И самому стало тошно от собственной трусости, но сдержался. Так правильно, других вариантов нет. У Вари задрожали губы. Потекло из носа, домиком на лбу сошлись брови. Только глаза потемнели не от обиды, а от злости.
– Не было? Не было, говоришь?
Рванула узел шарфа. На белой коже багровел, уходя в синеву, отпечаток ладони. Можно было разглядеть, как сильные пальцы обхватывали мягкую шею, можно было представить, как их обладатель тащил Варю к себе, чтобы присосаться отвратительной пастью. Голыми деснами впиться, пока свободная рука уже шарила под кофточкой, сжимала, выкручивала, вон синева протянулась
Вчерашняя злость всколыхнулась в Рэме: не соврать теперь, что драка была пьяной глупостью, и за белой лошадью не пойти. Не идти нужно было вчера.
Остаться дома, лениво слушать, как бабка разговаривает с телевизором, костерит последними словами проституток и воров, а потом крестится и молитву шепчет. Нет же. Потащила его нелегкая. Пошел к Серому, разлили беленькой, запили пенным, закусили воздушным горошком с дымком. Десять рублей пачка, а сколько удовольствия! Вышел на улицу в ранних сумерках. Пересек палисадник, дорогу перешел, помахал рукой водиле, что его пропустил, сигналя истошно, но как-то по-доброму. А когда подошел к подъезду, услышал возню.

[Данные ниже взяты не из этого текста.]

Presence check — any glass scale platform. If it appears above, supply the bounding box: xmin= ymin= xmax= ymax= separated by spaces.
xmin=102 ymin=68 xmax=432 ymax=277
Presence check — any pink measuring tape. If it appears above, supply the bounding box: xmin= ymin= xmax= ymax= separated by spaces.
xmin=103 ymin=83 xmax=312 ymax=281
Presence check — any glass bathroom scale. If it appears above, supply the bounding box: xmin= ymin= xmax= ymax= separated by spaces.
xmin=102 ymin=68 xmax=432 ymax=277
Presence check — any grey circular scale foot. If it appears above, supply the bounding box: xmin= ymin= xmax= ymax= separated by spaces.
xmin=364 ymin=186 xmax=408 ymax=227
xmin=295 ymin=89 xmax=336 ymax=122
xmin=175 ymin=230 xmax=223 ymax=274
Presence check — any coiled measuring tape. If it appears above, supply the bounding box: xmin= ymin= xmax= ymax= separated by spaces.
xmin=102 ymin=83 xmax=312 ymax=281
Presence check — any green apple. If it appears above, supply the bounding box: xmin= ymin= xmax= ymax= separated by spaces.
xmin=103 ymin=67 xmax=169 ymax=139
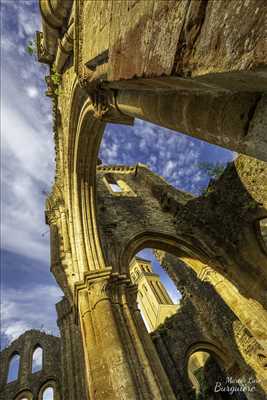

Первая мысль была добродушная: мол, вот же черти малолетние! Невтерпеж совсем, по подъездам шарятся, дома-то мамка заругает. А потом услышал голос Цынги. Его ни с кем не перепутаешь. Гогочет над чем-то, пускает слюни. Поговаривали, что в детстве он был ничего так, здоровенький. Среднюю школу закончил даже. Это ж сколько нужно выжрать дряни, чтобы из чьего-то там сына Максимушки стать облысевшим, потерявшим зубы чудищем? Рэм как-то и не задумывался, что Цынга тоже чей-то сын. А когда эта мысль пришла в голову, то долго потом сидела в ней раскаленным саморезом.
Он тогда еще сильнее уверился в правоте данного обещания: бухать – бухай, а сидеть на хрени химозной не смей. В этом Рэм поклялся сам себе по дороге к бабке. Что в Клину его ждет тотальное дно, он даже не сомневался. Избитому, испуганному до нервной икоты, ему хотелось опуститься на самую илистую грязь, закопаться и сдохнуть там. Лишь бы никогда больше не видеть отца. Не задумываться о том, что случилось. Он ведь на самом деле думал, что поехал крышей. А может, и поехал. И едет до сих пор. Ну и черт с ним.
«Не чертил бы ты, Ромушка…» – вздохнула мама.
Ее голос заглушил визгливый смех Цынги.
– Кусается, с-с-сука! – загоготал он, послышался шлепок, сдавленное сопение.
На обоюдное обжимание в подъезде происходящее там больше не походило. Рэм покачивался, держался за перила, пудовая голова так и норовила упасть на грудь. Ему невыносимо хотелось спать и совсем не хотелось вмешиваться. Он поднялся на последние три ступени, шатаясь подошел к двери и пристроился ключом к замку.
– Пусти! – Голос был приглушенным, Рэм не узнал его или постарался не узнать, что, по сути, одно и то же.
– Ну Варенька, ты чего несговорчивая такая, детка? – А холодный голос Лимончика было не перепутать. – Сказала же, лучше под пса ляжешь, нa тебе пса, ложись.
Цынга снова расхохотался, срываясь на истеричные всхлипы.
– На хрен иди! – выкрикнула Варя.
Еще один шлепок, еще один задушенный всхлип.
Рэм рванул вверх по лестнице в ту самую секунду, когда решил, что встревать не будет. Ну что ему Варя эта? Кивали друг другу при встрече, встретил бы в толпе – не узнал. Это бабки их дружили полжизни: как на комбинат пришли, так и приятельствовали. Сахар одолжить, квиточки из ЖЭКа сравнить, кости обсосать певичке какой-нибудь с телика. Но разве это повод подставляться? Нет, конечно. Иди лучше проспись, Ромочка.